Press Releases

Solution to Functus Officio Problem in Modern Arbitration

The New York City Bar Association has propose a solution to the functus officio problem in modern arbitration. Under this doctrine, the report says, “arbitrators lack a clear source of power to correct errors…courts have barred arbitrators from correcting anything in final awards other than clerical, typographical or computational errors.”

According to the report, “The functus officio problem exposes significant shortcomings in the arbitral process: fundamentally, it may compromise the integrity of arbitral awards…[and] it compels otherwise needless resort to the courts to seek redress, with attendant delays, expense and uncertainty.”

The functus officio doctrine is also found in “slip rules” issued by institutional providers of arbitration and contractually adopted by parties. The report proposes that “providers revise their slip rules to permit motions for substantive corrections affecting the outcome in arbitral proceedings in carefully prescribed and limited circumstances.”

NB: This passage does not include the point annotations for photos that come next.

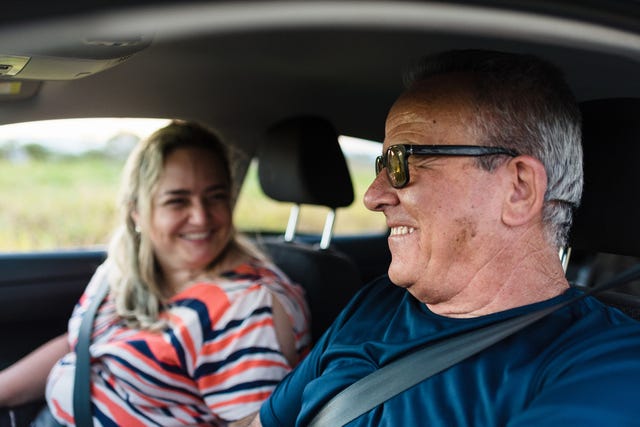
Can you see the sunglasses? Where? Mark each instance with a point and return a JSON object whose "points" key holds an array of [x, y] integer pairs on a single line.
{"points": [[395, 159]]}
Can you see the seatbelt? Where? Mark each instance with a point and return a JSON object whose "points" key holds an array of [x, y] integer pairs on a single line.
{"points": [[82, 412], [401, 374]]}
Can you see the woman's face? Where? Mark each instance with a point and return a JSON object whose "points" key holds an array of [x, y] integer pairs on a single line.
{"points": [[190, 212]]}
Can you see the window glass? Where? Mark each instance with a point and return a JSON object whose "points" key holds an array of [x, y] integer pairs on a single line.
{"points": [[59, 180], [272, 216]]}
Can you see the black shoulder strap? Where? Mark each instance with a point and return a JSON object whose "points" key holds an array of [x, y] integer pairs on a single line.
{"points": [[399, 375], [82, 412]]}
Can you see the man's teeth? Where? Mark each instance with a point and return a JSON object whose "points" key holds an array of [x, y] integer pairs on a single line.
{"points": [[399, 231], [195, 236]]}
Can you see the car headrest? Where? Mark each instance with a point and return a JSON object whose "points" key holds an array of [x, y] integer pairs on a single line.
{"points": [[608, 219], [301, 162]]}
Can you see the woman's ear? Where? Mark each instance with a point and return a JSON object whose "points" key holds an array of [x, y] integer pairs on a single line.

The report undertakes a historical survey of the functus officio doctrine; addresses the codification of the doctrine found in the rules of multiple institutional providers of arbitration services as well as in both the Federal Arbitration Act and New York State’s CPLR; discusses and critiques key cases that have addressed the doctrine or related provider rules in recent years; and assesses the many challenges for the arbitral process created by the current application of the doctrine and the provider rules embodying it.